I personally appreciate you and your leadership and pray that the almighty blesses you and make your country best you wish to have.
Thadeo
These young men and women represent what is good about America;
And America sure can also learn a lot from the others, including Africa.
I have been following what this President is doing and I feel that it is high time for western powers as well as the succsessful business leaders from countries like USA, UK,Canada,Germany,Netherlands, Belgium,Italy..The Asian countries like China, Japan, S. Korea...to come together and support him (Bearing in mind the use of Good aid and private investments). Lets make this country a model by supporting this leaders vision.
PK keep it up and forget about your detractors who are currently clutching at straws!
I will send my son as a volunteer to Rwanda next year
Mr. President
Taking time and BLOG as the leader of an african country... allowing anybody to give you his or her opinion and critisism! I am impressed.
What an amazing testament to the vitality of African people!
First, we saw Nelson Mandela create, on top of the ruins of a cruel and arrogant apartheid state -- a council of reconciliation that made nonsense of all the expectations that we'd see another failed state arise out of decades of oppression.
Now, we are witness to another reconciliation, if anything, more amazing that South Africa's -- where people who murdered their neighbors and the relatives of the victims are bearing the difficult task of living together, so that their children can have a future.
History may very well record that Africa in the 21st century taught the world how to regain its humanity -- out of unspeakable horror.
If so, it will be a more valuable lesson than our technical and scientific achievements, some of which have only increased human misery and the toll of war.

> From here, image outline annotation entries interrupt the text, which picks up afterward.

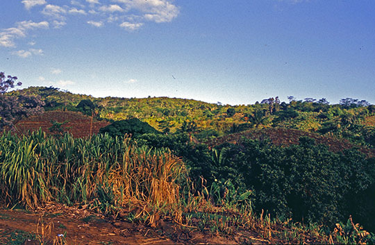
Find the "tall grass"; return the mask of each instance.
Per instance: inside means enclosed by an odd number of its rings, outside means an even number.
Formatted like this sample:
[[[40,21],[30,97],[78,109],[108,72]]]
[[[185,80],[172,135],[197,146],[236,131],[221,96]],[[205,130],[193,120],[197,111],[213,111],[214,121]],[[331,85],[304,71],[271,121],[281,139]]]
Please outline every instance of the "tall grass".
[[[0,173],[0,198],[30,208],[51,201],[171,206],[187,177],[183,162],[166,149],[108,135],[53,138],[41,130],[1,136]]]
[[[251,192],[238,194],[227,183],[222,197],[220,188],[204,184],[202,178],[201,187],[194,188],[184,163],[169,150],[139,146],[128,137],[74,139],[66,134],[54,138],[40,130],[28,136],[0,136],[0,201],[8,205],[79,203],[116,215],[135,209],[133,217],[151,226],[160,212],[167,212],[176,223],[194,229],[227,234],[239,228],[254,230],[258,237],[251,239],[262,242],[374,242],[374,235],[351,219],[329,235],[316,224],[299,227],[263,212],[258,217]]]

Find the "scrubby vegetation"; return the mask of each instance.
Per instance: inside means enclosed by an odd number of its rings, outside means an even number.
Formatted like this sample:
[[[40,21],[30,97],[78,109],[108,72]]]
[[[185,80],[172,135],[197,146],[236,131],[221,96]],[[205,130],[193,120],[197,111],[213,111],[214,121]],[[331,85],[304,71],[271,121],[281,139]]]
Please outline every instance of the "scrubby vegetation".
[[[375,242],[375,109],[365,101],[231,106],[53,87],[0,96],[25,95],[46,111],[85,114],[90,128],[94,119],[110,124],[85,138],[73,137],[62,119],[54,135],[3,128],[0,196],[8,206],[80,204],[151,227],[169,219],[273,243]]]

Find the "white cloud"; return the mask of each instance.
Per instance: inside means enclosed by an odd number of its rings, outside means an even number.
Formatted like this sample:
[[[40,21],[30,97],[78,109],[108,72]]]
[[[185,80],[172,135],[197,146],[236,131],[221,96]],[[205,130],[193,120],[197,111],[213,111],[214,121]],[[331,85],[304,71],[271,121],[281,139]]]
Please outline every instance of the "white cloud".
[[[13,51],[12,54],[17,56],[21,58],[28,58],[32,55],[42,56],[44,54],[42,49],[30,49],[28,51],[19,50],[17,51]]]
[[[298,3],[309,0],[274,0]],[[0,46],[15,47],[15,40],[26,37],[28,31],[36,28],[60,28],[67,24],[68,14],[95,15],[97,21],[89,20],[87,23],[97,27],[103,26],[104,22],[114,23],[125,30],[131,31],[139,29],[145,22],[156,23],[169,22],[179,14],[178,8],[174,0],[108,0],[115,4],[102,5],[100,0],[71,0],[61,5],[48,4],[46,0],[21,0],[26,9],[44,5],[42,14],[51,18],[46,21],[18,22],[13,27],[0,30]],[[70,3],[70,4],[69,3]],[[65,5],[62,5],[65,4]],[[93,18],[92,18],[93,19]],[[26,51],[27,52],[27,51]],[[33,53],[32,53],[33,54]],[[26,56],[27,53],[22,55]]]
[[[292,4],[296,4],[296,3],[299,3],[302,2],[308,2],[308,1],[310,1],[310,0],[278,0],[278,1],[279,2],[283,1],[283,2],[289,3]]]
[[[60,69],[52,68],[51,69],[51,73],[55,75],[60,74],[61,72],[62,72],[62,71]]]
[[[170,22],[176,18],[180,10],[168,0],[113,0],[122,3],[126,8],[134,9],[143,13],[143,17],[156,23]]]
[[[83,9],[76,9],[76,8],[72,8],[69,10],[69,14],[79,14],[79,15],[86,15],[87,13],[86,13],[86,11],[85,11]]]
[[[41,22],[39,23],[36,23],[29,20],[17,22],[17,26],[18,28],[28,30],[36,28],[48,28],[49,24],[47,22]]]
[[[86,1],[89,3],[91,3],[91,4],[94,4],[94,3],[97,3],[97,4],[99,4],[99,0],[86,0]]]
[[[15,27],[3,29],[0,32],[0,46],[6,47],[15,47],[15,39],[25,37],[28,30],[45,28],[48,28],[49,24],[47,22],[39,23],[31,20],[17,22]]]
[[[125,81],[124,83],[131,84],[131,83],[138,83],[138,81],[137,79],[129,79],[127,81]]]
[[[120,25],[121,27],[124,28],[127,31],[135,31],[139,29],[143,26],[143,23],[130,23],[130,22],[122,22]]]
[[[19,50],[17,51],[14,51],[12,53],[21,58],[28,58],[31,56],[31,52],[24,50]]]
[[[125,10],[124,10],[122,8],[119,6],[117,4],[111,4],[108,6],[101,6],[99,8],[100,11],[102,12],[124,12]]]
[[[35,55],[37,55],[37,56],[42,56],[44,54],[44,53],[43,52],[43,51],[40,49],[30,49],[29,51],[33,53],[33,54],[35,54]]]
[[[76,1],[76,0],[72,0],[70,1],[70,4],[74,5],[76,6],[78,6],[80,8],[85,8],[85,6],[83,4],[81,3],[79,1]]]
[[[67,13],[67,10],[59,6],[48,4],[43,8],[42,13],[56,19],[64,20],[65,19],[64,15]]]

Or maybe it's what humanity forgot as it sharpened its skills -- and now has the opportunity to regain.
mr. kagame,
if you could replicate what nelson mandela did for south africa,
which is a peaceful revolution however incomplete it may be at the moment,
by asserting your independence from the colonial powers and by practicing your love for justice for all,
you have freinds in many of us around the world.
we'll be watching your progress closely.
you know how to reach and inform us if we could help you in the process.